Torkian Behzad, Hann Spencer, Preisner Eva, Norman R Sean
Department of Environmental Health Sciences, University of South Carolina, 921 Assembly Street, Columbia, SC, 29208, USA.
Environ Microbiome. 2020 Aug 12;15(1):15. doi: 10.1186/s40793-020-00361-y.
The Basic Local Alignment Search Tool (BLAST) from NCBI is the preferred utility for sequence alignment and identification for bioinformatics and genomics research. Among researchers using NCBI's BLAST software, it is well known that analyzing the results of a large BLAST search can be tedious and time-consuming. Furthermore, with the recent discussions over the effects of parameters such as '-max_target_seqs' on the BLAST heuristic search process, the use of these search options are questionable. This leaves using a stand-alone parser as one of the only options of condensing these large datasets, and with few available for download online, the task is left to the researcher to create a specialized piece of software anytime they need to analyze BLAST results. The need for a streamlined and fast script that solves these issues and can be easily implemented into a variety of bioinformatics and genomics workflows was the initial motivation for developing this software.
In this study, we demonstrate the effectiveness of BLAST-QC for analysis of BLAST results and its desirability over the other available options. Applying genetic sequence data from our bioinformatic workflows, we establish BLAST_QC's superior runtime when compared to existing parsers developed with commonly used BioPerl and BioPython modules, as well as C and Java implementations of the BLAST_QC program. We discuss the 'max_target_seqs' parameter, the usage of and controversy around the use of the parameter, and offer a solution by demonstrating the ability of our software to provide the functionality this parameter was assumed to produce, as well as a variety of other parsing options. Executions of the script on example datasets are given, demonstrating the implemented functionality and providing test-cases of the program. BLAST-QC is designed to be integrated into existing software, and we establish its effectiveness as a module of workflows or other processes.

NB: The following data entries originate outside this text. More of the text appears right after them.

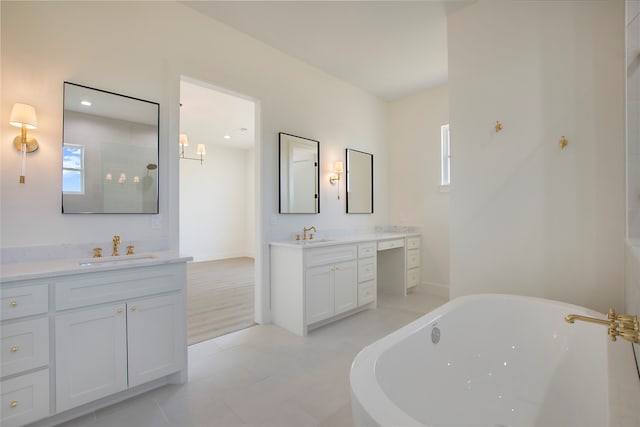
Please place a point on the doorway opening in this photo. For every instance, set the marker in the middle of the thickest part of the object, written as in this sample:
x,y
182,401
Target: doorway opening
x,y
217,208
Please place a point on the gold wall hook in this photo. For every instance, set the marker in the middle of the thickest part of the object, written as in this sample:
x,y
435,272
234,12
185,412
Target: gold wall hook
x,y
563,142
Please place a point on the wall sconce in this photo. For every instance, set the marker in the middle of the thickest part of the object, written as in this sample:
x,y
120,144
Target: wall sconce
x,y
200,149
24,117
338,167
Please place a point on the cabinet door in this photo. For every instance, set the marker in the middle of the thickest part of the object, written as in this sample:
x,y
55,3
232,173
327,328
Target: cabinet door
x,y
345,286
91,355
155,337
319,293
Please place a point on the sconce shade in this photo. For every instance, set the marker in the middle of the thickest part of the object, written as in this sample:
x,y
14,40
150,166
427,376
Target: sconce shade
x,y
23,114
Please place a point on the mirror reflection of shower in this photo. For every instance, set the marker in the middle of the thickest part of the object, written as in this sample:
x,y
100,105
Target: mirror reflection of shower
x,y
148,187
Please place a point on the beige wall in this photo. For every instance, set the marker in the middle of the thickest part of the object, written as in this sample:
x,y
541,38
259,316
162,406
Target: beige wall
x,y
526,217
414,172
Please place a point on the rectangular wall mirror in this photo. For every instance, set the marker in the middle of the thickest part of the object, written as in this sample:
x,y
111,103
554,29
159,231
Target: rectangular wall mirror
x,y
299,174
359,182
109,152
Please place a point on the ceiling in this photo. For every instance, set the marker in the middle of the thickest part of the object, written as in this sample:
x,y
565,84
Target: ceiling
x,y
208,115
388,48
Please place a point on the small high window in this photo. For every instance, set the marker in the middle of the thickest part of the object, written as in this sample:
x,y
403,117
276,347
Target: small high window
x,y
72,169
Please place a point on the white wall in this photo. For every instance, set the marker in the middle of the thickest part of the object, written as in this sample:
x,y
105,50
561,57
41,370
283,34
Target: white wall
x,y
215,205
526,217
414,173
633,116
632,253
141,49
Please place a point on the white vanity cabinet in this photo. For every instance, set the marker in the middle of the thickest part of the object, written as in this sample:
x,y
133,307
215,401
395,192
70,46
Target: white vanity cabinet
x,y
311,286
330,290
24,340
76,339
367,273
106,348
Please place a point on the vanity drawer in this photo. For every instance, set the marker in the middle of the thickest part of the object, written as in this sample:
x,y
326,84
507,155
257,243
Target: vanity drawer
x,y
366,269
366,292
413,242
413,258
99,288
367,249
23,301
25,345
413,277
25,399
390,244
330,255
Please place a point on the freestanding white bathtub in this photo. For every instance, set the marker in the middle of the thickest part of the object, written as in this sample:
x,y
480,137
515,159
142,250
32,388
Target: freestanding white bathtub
x,y
491,360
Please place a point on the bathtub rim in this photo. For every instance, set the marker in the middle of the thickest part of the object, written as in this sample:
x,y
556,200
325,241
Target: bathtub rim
x,y
365,390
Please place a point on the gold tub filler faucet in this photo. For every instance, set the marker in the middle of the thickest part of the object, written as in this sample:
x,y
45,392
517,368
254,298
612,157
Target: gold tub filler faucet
x,y
116,243
618,325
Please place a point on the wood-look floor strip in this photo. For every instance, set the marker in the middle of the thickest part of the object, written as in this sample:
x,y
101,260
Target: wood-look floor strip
x,y
220,297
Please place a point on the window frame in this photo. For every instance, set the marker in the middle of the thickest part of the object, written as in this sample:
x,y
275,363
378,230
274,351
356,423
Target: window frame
x,y
81,169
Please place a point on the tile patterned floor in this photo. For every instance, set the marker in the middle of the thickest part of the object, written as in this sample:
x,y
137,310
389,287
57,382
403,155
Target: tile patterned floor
x,y
266,376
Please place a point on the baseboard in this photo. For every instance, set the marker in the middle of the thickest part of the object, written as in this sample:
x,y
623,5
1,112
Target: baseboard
x,y
437,289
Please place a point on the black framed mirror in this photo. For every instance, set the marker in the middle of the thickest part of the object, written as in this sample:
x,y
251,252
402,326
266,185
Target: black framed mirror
x,y
299,174
359,182
109,152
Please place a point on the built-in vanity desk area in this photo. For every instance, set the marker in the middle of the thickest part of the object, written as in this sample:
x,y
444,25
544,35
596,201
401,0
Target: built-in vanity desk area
x,y
78,335
315,282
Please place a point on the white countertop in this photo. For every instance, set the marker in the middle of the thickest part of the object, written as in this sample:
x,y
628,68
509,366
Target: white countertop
x,y
30,270
319,241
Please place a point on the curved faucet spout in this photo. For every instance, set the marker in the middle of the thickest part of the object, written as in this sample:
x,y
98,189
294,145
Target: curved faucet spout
x,y
573,317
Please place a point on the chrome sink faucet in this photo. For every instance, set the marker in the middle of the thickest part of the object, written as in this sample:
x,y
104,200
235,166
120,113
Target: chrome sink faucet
x,y
304,230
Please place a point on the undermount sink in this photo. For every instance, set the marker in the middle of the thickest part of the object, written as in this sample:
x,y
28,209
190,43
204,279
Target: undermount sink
x,y
121,259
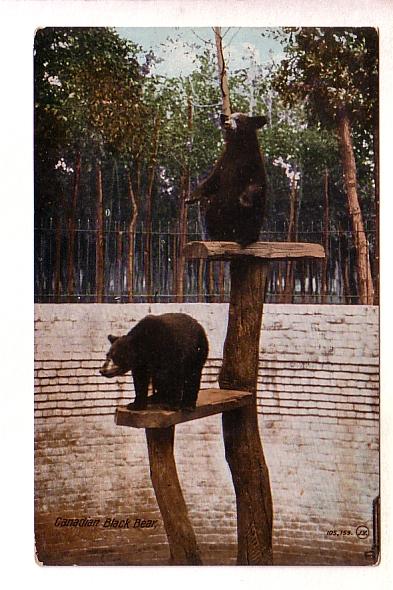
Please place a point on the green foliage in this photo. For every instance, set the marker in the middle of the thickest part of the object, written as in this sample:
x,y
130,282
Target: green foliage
x,y
93,97
333,69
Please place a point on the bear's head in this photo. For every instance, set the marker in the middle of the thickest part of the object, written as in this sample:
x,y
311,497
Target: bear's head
x,y
118,360
239,124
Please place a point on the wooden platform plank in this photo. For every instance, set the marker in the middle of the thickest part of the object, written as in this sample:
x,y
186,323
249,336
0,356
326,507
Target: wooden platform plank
x,y
265,250
210,401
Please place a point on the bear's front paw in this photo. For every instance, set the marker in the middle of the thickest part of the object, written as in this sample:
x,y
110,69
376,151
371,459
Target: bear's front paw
x,y
188,408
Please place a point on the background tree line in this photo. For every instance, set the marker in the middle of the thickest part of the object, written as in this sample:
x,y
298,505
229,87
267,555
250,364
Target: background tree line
x,y
118,150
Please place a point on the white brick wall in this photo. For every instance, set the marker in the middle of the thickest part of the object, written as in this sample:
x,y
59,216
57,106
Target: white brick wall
x,y
318,404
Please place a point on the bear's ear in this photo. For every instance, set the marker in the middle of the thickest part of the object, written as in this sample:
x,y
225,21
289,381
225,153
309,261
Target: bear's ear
x,y
259,121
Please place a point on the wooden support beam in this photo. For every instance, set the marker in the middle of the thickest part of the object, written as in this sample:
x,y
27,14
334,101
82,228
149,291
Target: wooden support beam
x,y
210,401
181,538
243,447
265,250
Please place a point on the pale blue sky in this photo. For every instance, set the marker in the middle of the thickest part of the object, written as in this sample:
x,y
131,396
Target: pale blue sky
x,y
238,42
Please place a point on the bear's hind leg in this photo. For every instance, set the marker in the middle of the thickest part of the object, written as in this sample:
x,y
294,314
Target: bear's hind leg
x,y
191,388
141,379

BLAST-QC provides the community with a simple, lightweight and portable Python script that allows for easy quality control of BLAST results while avoiding the drawbacks of other options. This includes the uncertain results of applying the -max_target_seqs parameter or relying on the cumbersome dependencies of other options like BioPerl, Java, etc. which add complexity and run time when running large data sets of sequences. BLAST-QC is ideal for use in high-throughput workflows and pipelines common in bioinformatic and genomic research, and the script has been designed for portability and easy integration into whatever type of processes the user may be running.
美国国立医学图书馆(NCBI)的基本局部比对搜索工具(BLAST)是生物信息学和基因组学研究中序列比对和识别的首选工具。在使用NCBI的BLAST软件的研究人员中,众所周知,分析大型BLAST搜索的结果可能既繁琐又耗时。此外,随着最近关于诸如“-max_target_seqs”等参数对BLAST启发式搜索过程的影响的讨论,这些搜索选项的使用存在疑问。这使得使用独立的解析器成为压缩这些大型数据集的少数选择之一,而且在线可供下载的解析器很少,因此研究人员在需要分析BLAST结果时不得不自行创建专门的软件。开发此软件的最初动机是需要一个简化且快速的脚本,以解决这些问题并能轻松集成到各种生物信息学和基因组学工作流程中。
在本研究中,我们证明了BLAST-QC在分析BLAST结果方面的有效性及其相对于其他可用选项的优势。应用我们生物信息学工作流程中的基因序列数据,我们确定了BLAST_QC与使用常用的BioPerl和BioPython模块以及BLAST_QC程序的C和Java实现开发的现有解析器相比,具有更优越的运行时性能。我们讨论了“max_target_seqs”参数、该参数的使用情况及其使用争议,并通过展示我们的软件能够提供该参数假定产生的功能以及各种其他解析选项,提供了一个解决方案。给出了脚本在示例数据集上的执行情况,展示了所实现的功能并提供了程序的测试用例。BLAST-QC旨在集成到现有软件中,我们确定了它作为工作流程或其他过程的一个模块的有效性。
BLAST-QC为社区提供了一个简单、轻量级且可移植的Python脚本,可轻松对BLAST结果进行质量控制,同时避免了其他选项的缺点。这包括应用“-max_target_seqs”参数的不确定结果,或依赖于BioPerl、Java等其他选项的繁琐依赖项,这些在运行大型序列数据集时会增加复杂性和运行时间。BLAST-QC非常适合用于生物信息学和基因组学研究中常见的高通量工作流程和管道,并且该脚本设计为具有可移植性,易于集成到用户可能运行的任何类型的过程中。